SONNET. – MUTABILITY
—
BY WM. ALEXANDER
—
Things changing show no permanency here;
Writ on Earth’s face is Mutability;
The surface of old hills wears fast away,
And the mutations of this globe appear
Inscribed upon her rocks, which still record
That present must into the future pass;
That Man and his frail works shall like the grass
So perish and decay. Moves he vain lord
And monarch of a mighty throng, to-day;
Flit by a few short summers, hies he back
Unto his primal clod, leaving no track
Behind. His storms – tell, where now are they?
Search for them in the herbage fresh and green,
Or find them in the flowers in humble valley seen.
AMBITION’S BURIAL-GROUND
—
BY FRANCIS DE HAES JANVIER
—
“A late letter from California states that the writer counted six hundred new graves, in the course of his journey across the Plains.”

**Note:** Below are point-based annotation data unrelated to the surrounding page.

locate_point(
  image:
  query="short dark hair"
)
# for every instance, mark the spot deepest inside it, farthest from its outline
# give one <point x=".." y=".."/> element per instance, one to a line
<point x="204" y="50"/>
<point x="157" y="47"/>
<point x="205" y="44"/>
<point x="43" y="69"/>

Far away, beyond the western mountains, lies a lovely land,
Where bright streamlets, gently gliding, murmur over golden sand,
Where in valleys fresh and verdant, open grottoes old and hoar,
In whose deep recesses treasured, glitter heaps of golden ore —
Lies a lovely land where Fortune long hath hidden priceless store.
But the path which leadeth thither, windeth o’er a dreary plain,
And the pilgrim must encounter weary hours of toil and pain,
Ere he reach those verdant vallies – ere he grasp the gold beneath;
Ay, the path is long and dreary, and disease, with poisonous breath,
Lurks around, and many a pilgrim finds it but the way to death.
Ay, the path is long and dreary – but thou canst not miss the way,
For, defiant of its dangers, thousands throng it night and day,
Pouring westward, as a river rolleth on in countless waves —
Old and young, alike impatient – all alike Ambition’s slaves —
Pressing, panting, pining, dying – strewing all the way with graves!
Thus, alas! Ambition ever leadeth men through burial plains —
Trooping on, in sad procession, melancholy funeral trains!
Hope stands smiling on the margin, but beyond are gloomy fears —
One by one, dark Disappointment wastes the castles Fancy rears —
All the air is filled with sighing – all the way with graves and tears!